The Dogs in My Life

“Queen”

Kenneth C. Balcomb

From The Dogs in My Life. The author was born in 1891 and owned fourteen dogs during his long life, with Queen being the fifth. She was an English Pit Terrier, having been introduced in the previous chapter. The university in the story is the University of New Mexico in Albuquerque.

 The story of Queen is a long one, covering six years of an important period of my life. She went through two years of high school with me and four years at the university. When I was receiving my graduation certificate from the university, and the President was hanging the hood around my neck, he whispered in my ear, “Where’s Queen? We have one for her, too.” Actually it was about the only university function she did not attend in the four years.

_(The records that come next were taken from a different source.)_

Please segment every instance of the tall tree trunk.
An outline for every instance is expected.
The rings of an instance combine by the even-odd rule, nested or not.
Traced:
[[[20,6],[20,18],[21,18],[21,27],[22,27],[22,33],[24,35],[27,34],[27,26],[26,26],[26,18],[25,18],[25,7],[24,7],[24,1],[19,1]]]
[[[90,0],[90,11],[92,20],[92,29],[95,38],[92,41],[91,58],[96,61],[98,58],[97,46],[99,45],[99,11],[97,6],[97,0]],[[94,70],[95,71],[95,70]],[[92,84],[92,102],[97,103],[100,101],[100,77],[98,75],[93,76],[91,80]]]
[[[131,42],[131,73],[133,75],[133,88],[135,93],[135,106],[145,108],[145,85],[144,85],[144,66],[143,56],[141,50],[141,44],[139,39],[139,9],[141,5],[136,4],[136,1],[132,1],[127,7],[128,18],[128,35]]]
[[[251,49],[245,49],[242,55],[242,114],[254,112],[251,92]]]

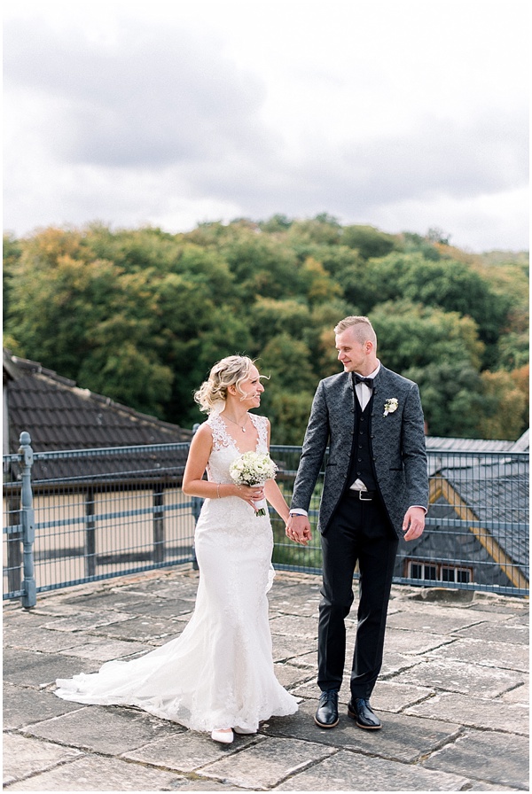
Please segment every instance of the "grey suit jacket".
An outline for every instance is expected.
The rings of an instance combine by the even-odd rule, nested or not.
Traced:
[[[397,409],[385,416],[385,402],[393,397],[397,399]],[[350,485],[346,480],[356,399],[349,372],[320,381],[314,396],[291,507],[309,510],[329,446],[319,509],[318,528],[322,533],[327,531],[344,489]],[[411,505],[428,507],[423,410],[417,385],[382,364],[373,386],[371,444],[379,491],[390,522],[402,537],[407,509]]]

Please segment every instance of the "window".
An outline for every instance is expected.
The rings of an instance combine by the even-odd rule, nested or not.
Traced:
[[[405,560],[407,579],[425,581],[450,581],[468,584],[473,581],[473,568],[450,565],[443,563],[425,563],[422,560]]]

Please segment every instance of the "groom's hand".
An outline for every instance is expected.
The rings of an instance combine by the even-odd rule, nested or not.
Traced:
[[[425,529],[425,510],[422,507],[409,507],[403,522],[405,541],[415,541]]]
[[[286,523],[286,534],[291,541],[306,546],[312,539],[310,523],[307,516],[290,516]]]

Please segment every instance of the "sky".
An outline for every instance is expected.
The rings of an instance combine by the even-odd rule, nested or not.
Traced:
[[[4,0],[4,228],[528,248],[528,0]]]

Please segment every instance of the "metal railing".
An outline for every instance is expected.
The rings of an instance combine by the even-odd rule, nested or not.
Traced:
[[[201,500],[181,480],[189,443],[34,452],[27,433],[4,456],[4,598],[36,595],[184,563],[195,564]],[[272,446],[290,502],[300,447]],[[428,453],[426,529],[400,541],[394,581],[528,594],[528,454]],[[321,572],[316,532],[323,476],[310,505],[313,539],[289,541],[271,513],[273,564]]]

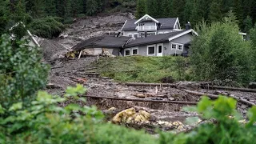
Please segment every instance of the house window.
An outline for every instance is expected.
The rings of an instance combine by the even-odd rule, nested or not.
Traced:
[[[182,44],[178,44],[178,43],[172,43],[171,44],[171,49],[175,50],[182,51],[183,45]]]
[[[182,45],[178,45],[178,49],[179,50],[182,50]]]
[[[158,53],[162,53],[162,45],[158,46]]]
[[[177,45],[176,44],[171,44],[171,49],[176,49]]]
[[[138,54],[138,48],[132,49],[132,55],[137,55]]]
[[[147,54],[148,55],[154,55],[154,46],[148,46],[147,47]]]
[[[130,55],[130,50],[125,50],[125,56]]]

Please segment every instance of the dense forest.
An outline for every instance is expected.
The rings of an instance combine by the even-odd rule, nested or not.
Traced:
[[[145,14],[154,18],[178,17],[183,26],[188,21],[194,25],[203,19],[209,23],[219,22],[230,10],[244,32],[256,22],[255,0],[138,0],[136,17]]]
[[[2,0],[0,34],[23,22],[33,34],[52,38],[64,29],[63,24],[72,23],[74,18],[101,12],[133,12],[135,7],[134,0]]]

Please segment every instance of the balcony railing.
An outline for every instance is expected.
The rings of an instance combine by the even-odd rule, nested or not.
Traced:
[[[157,26],[138,26],[138,30],[142,31],[142,30],[156,30]]]

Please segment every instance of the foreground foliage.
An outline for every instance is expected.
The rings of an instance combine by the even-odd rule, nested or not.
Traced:
[[[161,142],[174,143],[254,143],[256,140],[256,106],[248,111],[249,122],[239,122],[240,114],[235,110],[237,102],[231,98],[220,96],[217,100],[210,100],[203,97],[196,107],[186,107],[185,110],[196,111],[202,117],[211,122],[201,124],[196,130],[178,135],[163,134]],[[195,118],[196,119],[196,118]],[[194,118],[190,118],[190,122]]]
[[[0,104],[4,108],[22,101],[30,103],[46,84],[48,66],[40,61],[38,48],[26,42],[0,38]]]

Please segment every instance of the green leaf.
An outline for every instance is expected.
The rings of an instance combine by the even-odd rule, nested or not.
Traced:
[[[198,104],[198,110],[199,113],[204,112],[206,110],[212,107],[212,102],[209,99],[208,97],[203,96],[201,101]]]
[[[249,110],[247,113],[247,116],[250,119],[250,122],[248,122],[246,126],[250,126],[254,124],[254,122],[256,122],[256,106],[252,106]]]
[[[197,106],[186,106],[182,108],[182,110],[186,112],[197,112],[198,108]]]
[[[22,108],[22,102],[14,103],[10,107],[9,111],[15,111],[18,110],[21,110]]]
[[[200,122],[200,118],[198,117],[191,117],[186,118],[186,124],[187,125],[196,125]]]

During those six years she had two litters of puppies, got a serious dose of strychnine poisoning, made friends with six entire student bodies, and was my ever-constant companion, sometimes even being my bedfellow.

Being a female, we knew that Queen would have periods when she would be altogether too receptive of masculine company. The apartment we rented was–we thought—ideal, in that it had a basement in which we could shut her during these periods. It also had a fenced backyard where she could run during normal times. Neither of these arrangements worked out perfectly. Queen took violent exception to being left in the yard alone when I went to school, and she barked, making herself a neighborhood nuisance. It was probably this that provoked some lowlife person to throw some meat doped with strychnine to her.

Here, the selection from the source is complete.